Em meu livro, imagino uma conversa com Thomas Mann. Ele foi testemunha da crise de sua civilização, presenciou a crise da democracia e o surgimento do fascismo. Baseado em Schiller, adverte que os seres humanos possuem esta dupla natureza e ao mesmo tempo nos lembra de nossa nobreza de espírito.
Não existem atalhos, a vida humana é um trabalho árduo. Como disse Cícero, cultura animi philosophia, o cultivo da alma humana é a busca da sabedoria. Aqui está o cerne do problema. Não há mais cultura. Ninguém quer mais acreditar na alma. Ninguém mais fala de sabedoria. Não percebemos que a vida é busca. E é o mundo do humanismo que oferece o centro para evitar o fanatismo e qualquer forma de extremismo.
Do que é feito esse humanismo? Das ideias do Iluminismo já despojadas de sua fé absoluta no progresso? De princípios religiosos?
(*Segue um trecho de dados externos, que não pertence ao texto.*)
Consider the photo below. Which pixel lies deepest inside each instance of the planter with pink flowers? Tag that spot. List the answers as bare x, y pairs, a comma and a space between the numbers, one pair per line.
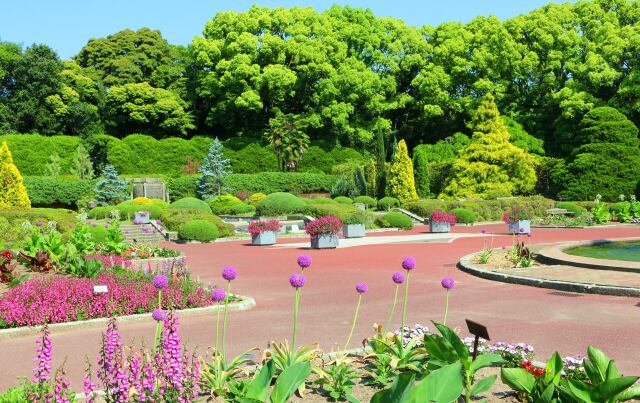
324, 232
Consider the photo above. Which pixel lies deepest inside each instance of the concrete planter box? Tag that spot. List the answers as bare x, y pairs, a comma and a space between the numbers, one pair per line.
264, 238
324, 241
353, 230
142, 217
439, 227
516, 226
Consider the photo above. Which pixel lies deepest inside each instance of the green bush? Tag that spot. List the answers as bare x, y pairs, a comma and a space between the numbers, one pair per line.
464, 216
223, 204
173, 219
368, 201
343, 200
572, 207
395, 220
280, 203
198, 230
387, 203
64, 191
191, 203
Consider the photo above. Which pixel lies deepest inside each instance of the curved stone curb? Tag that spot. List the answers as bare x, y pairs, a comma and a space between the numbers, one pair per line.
466, 264
555, 254
244, 304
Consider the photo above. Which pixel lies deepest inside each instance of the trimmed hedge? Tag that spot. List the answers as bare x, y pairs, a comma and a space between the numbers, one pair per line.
47, 191
395, 219
198, 230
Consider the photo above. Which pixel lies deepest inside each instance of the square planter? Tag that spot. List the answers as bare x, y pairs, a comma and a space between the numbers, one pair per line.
264, 238
353, 230
142, 217
439, 227
516, 226
324, 241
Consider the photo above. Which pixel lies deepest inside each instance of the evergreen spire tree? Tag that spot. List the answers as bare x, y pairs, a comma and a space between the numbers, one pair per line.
490, 166
213, 172
402, 185
12, 190
111, 189
82, 166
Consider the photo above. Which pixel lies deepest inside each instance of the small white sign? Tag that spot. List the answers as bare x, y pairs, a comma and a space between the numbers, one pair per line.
100, 289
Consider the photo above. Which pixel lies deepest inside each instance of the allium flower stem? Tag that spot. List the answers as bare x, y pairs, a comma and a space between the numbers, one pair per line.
393, 309
404, 304
224, 322
353, 324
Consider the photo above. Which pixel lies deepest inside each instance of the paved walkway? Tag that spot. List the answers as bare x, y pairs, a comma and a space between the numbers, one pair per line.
546, 319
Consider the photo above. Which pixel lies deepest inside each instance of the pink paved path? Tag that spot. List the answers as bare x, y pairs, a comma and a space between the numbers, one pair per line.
513, 313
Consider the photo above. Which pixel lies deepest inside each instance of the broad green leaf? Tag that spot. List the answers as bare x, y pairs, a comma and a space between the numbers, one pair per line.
483, 385
397, 392
289, 381
518, 379
443, 385
259, 387
486, 360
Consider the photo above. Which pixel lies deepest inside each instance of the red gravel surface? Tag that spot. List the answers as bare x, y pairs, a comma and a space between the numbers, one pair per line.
546, 319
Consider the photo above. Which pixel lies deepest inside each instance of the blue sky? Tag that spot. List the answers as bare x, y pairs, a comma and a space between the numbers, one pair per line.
66, 25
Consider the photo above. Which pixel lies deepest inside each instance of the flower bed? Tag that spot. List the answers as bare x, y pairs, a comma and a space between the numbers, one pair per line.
62, 299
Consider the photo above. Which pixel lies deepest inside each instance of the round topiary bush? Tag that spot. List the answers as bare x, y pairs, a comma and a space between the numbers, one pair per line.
343, 200
395, 220
387, 203
368, 201
223, 204
464, 216
198, 230
191, 203
280, 203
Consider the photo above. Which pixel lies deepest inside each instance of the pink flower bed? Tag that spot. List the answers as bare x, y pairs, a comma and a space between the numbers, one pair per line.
64, 299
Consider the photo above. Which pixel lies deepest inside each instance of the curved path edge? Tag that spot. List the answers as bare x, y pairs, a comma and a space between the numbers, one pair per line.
244, 304
466, 264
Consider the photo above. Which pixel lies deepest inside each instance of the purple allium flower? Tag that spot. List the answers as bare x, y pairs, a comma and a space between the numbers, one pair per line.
229, 273
398, 277
361, 288
160, 281
448, 283
304, 261
159, 314
296, 280
218, 295
409, 263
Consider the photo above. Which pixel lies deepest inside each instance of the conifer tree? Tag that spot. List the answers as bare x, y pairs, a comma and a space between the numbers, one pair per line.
401, 182
111, 189
490, 166
213, 172
12, 190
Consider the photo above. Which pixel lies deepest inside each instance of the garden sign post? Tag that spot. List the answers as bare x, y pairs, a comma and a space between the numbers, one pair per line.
478, 331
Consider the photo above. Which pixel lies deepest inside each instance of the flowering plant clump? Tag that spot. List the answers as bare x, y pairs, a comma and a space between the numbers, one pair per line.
64, 299
441, 216
258, 227
324, 225
515, 214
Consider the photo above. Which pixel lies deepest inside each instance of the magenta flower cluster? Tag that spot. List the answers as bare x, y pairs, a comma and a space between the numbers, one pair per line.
64, 299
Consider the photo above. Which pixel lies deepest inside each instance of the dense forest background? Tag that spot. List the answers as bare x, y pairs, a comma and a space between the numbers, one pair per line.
340, 77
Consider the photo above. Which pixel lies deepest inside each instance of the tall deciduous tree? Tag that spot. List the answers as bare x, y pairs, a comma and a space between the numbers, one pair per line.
401, 181
213, 172
490, 165
12, 190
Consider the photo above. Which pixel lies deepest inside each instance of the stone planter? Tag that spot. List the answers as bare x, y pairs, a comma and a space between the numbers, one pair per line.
264, 238
353, 230
516, 226
439, 226
324, 241
142, 217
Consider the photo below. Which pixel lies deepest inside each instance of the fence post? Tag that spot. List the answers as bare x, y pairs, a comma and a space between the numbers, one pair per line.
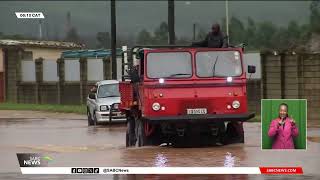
39, 78
83, 78
300, 75
282, 74
263, 75
60, 84
107, 68
18, 75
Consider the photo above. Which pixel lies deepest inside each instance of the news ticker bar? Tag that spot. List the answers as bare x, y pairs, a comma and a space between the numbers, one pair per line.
161, 170
29, 15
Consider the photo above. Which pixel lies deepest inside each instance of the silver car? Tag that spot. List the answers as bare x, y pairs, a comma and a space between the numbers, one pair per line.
103, 103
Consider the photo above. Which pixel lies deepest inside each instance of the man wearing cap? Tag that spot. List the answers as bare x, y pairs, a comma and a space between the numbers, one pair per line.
214, 39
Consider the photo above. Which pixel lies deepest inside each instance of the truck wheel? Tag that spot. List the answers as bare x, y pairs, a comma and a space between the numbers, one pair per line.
141, 137
130, 134
90, 121
234, 133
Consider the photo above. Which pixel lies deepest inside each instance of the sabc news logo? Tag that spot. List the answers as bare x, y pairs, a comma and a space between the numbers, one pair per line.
85, 170
33, 160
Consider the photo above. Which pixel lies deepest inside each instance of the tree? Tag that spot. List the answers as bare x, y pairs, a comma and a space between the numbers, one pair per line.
72, 35
250, 34
144, 37
237, 31
265, 34
315, 17
161, 34
103, 39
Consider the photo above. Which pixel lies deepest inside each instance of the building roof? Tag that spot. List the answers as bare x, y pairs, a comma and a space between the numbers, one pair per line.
98, 53
45, 44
O humanismo é a tradição que leva a sério a ideia de ser humano. Por isso, para mim, o humanismo começa com Sócrates e as perguntas fundamentais: o que é uma vida boa? O que é uma sociedade boa? Dessas inquietações surgem os valores morais. E esses valores devem ser transcendentais, espirituais, porque não somos robôs, não somos máquinas, não podemos substituir qualidade por quantidade. Só os valores que são transcendentais podem ser universais, verdadeiros para todos. O que significa que o humanismo tem raízes religiosas.
Nossa vida é a tentativa constante, até o final, de nos tornarmos seres humanos melhores do que somos. E a tentativa de encontrar respostas aos enigmas da vida em meio às escolhas cotidianas. Isto inclui o tipo de sociedade que queremos. Aí reside a beleza da vida. Mann falou de um humanismo militante para enfrentar as forças que querem destruí-lo. Hoje, essas forças são o eterno fascismo e o que poderíamos chamar de tecnofascismo.
Como seria um humanismo militante?
Não é que deveríamos fazer parte da polarização, mas, sim, da força que expõe as mentiras. As mentiras dos demagogos, a mentira de que as crianças não precisam mais ler livros porque têm as redes sociais, a mentira de nos afogarmos no entretenimento, enquanto esquecemos as inspirações, a mentira de que não precisamos investir na cultura porque não é prática.
A essência do humanismo é proteger a dignidade de cada ser humano. E o modelo político do humanismo é uma democracia em que as pessoas das mais diferentes origens possam viver em harmonia porque compartilham valores fundamentais. Uma sociedade capaz de proteger o que é vulnerável: as crianças, os idosos, os doentes, os desempregados... até os animais e a Mãe Terra são vulneráveis, assim, são protegidos.
Em seu livro, diz que a academia e as universidades são hoje baluartes da estupidez. O assunto é tão grave assim?
Supõe-se que as universidades devem oferecer ao mundo o conhecimento da universitas. Daí provém o seu nome. Universitas é a educação liberal, que se expressa na história, na filosofia, na literatura, nas artes. Não são ciências exatas, mas representam a arte superior da leitura, que permite ver as conexões entre as coisas e os fenômenos. É uma formação sobre o que significa ser um humano, seus paradoxos e mistérios, e que inclui a arte, da literatura de Dante à música de Carlos Gardel.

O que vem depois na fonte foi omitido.